En parallèle, les gouvernements de Londres ont restructuré le système d'allocations en tentant de justifier cela par la baisse du taux de chômage, qui est effectivement passé de 7 % en 2013 à 4 % en septembre dernier. Mais, là encore – cela n'est que très peu souligné – , ce sont toujours les mêmes qui en paient le prix fort : une grande partie des Britanniques, même ceux qui travaillent, souffrent de la faim. Comme l'expliquent économistes et sociologues, la précarisation du travail a en fait nourri la pauvreté. Les nouveaux contrats de type « contrat zéro heure » ou la multiplication des indépendants sur le modèle d'Uber ont créé des emplois qui, soit ne permettent pas aux plus pauvres de sortir de la précarité, soit entraînent des mécanismes d'écoeurement, les gens n'ayant pas la force de travailler au pied levé.

La protection est également mise à mal. Certains cotisent trois heures dans le mois, quand d'autres se retrouvent avec un emploi sans aucune protection sociale. La gig economy britannique, autrement dit l'économie à la tâche, ce sont tous ces nouveaux petits boulots, payés au cachet, sans aucune protection, via des plateformes de mise en relation sur internet pour faire des ménages ou des travaux de réparation ; nous voyons depuis plusieurs mois fleurir de telles annonces sur nos panneaux publicitaires dans le métro, les transports, etc.

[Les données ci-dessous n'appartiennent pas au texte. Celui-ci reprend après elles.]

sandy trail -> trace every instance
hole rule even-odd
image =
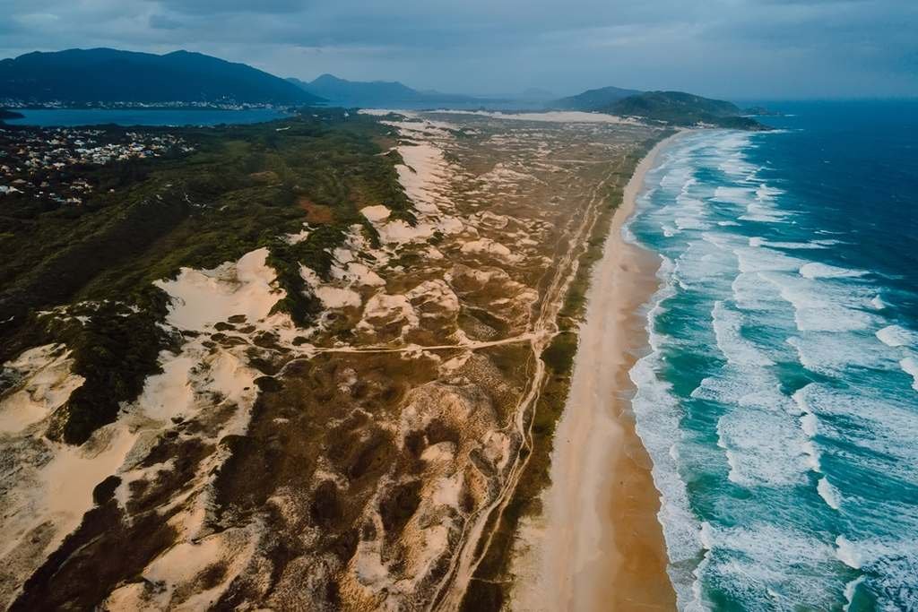
[[[641,307],[656,288],[659,262],[621,237],[644,175],[667,143],[657,144],[635,170],[593,270],[554,438],[543,530],[528,562],[534,567],[514,589],[514,609],[675,608],[656,521],[659,497],[629,401],[628,371],[646,343]]]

Voilà donc le type de réformes qui inspirait Emmanuel Macron quand, en novembre 2014 alors qu'il était ministre de l'économie de François Hollande, il expliquait sur la BBC : « Quand on compare avec le Royaume-Uni dans les années 1980, la principale différence, c'est que nous n'avons pas fait les réformes à ce moment-là. Donc les Français reconnaissent aujourd'hui que les autres ont alors décidé de bouger, et que nous sommes les seuls à ne pas avoir réformé notre propre système. » Belle référence !

Au sein de l'Union européenne, de Thatcher à Cameron en passant par Blair, la stratégie des gouvernements britanniques a consisté à systématiquement pousser à l'élimination des supposées entraves aux forces du marché, en exigeant des dérogations aux législations communautaires, en particulier en matière sociale ; à multiplier les obstacles à toute forme d'union politique ou monétaire ; et à revendiquer sans état d'âme de tirer de l'appartenance à l'Union le maximum de retombées économiques. Cela s'est fait parfois de manière unilatérale mais aussi, souvent, avec l'assentiment de gouvernements comme ceux de l'Allemagne. La connivence avec ces derniers était ainsi notable sur le sujet de l'élargissement de l'Union aux États d'Europe centrale et orientale, qui a été une grande réussite pour ces deux alliés, en 2004 puis en 2007. Cet élargissement a augmenté significativement les possibilités de dumping social intracommunautaire, en particulier par l'utilisation du statut du travail détaché – encore un sujet qui fait écho aux débats franco-français !

Rappelons que sans attendre la période transitoire de sept ans prévue avant que la liberté de circulation des travailleurs à l'intérieur de l'Europe ne soit effective, le Royaume-Uni avait décidé d'ouvrir immédiatement ses frontières aux ressortissants de ces pays, avec l'ambition de disposer d'une main-d'oeuvre relativement qualifiée mais peu exigeante en matière de rémunération et de conditions de travail. C'est là encore un modèle pour Emmanuel Macron, semble-t-il.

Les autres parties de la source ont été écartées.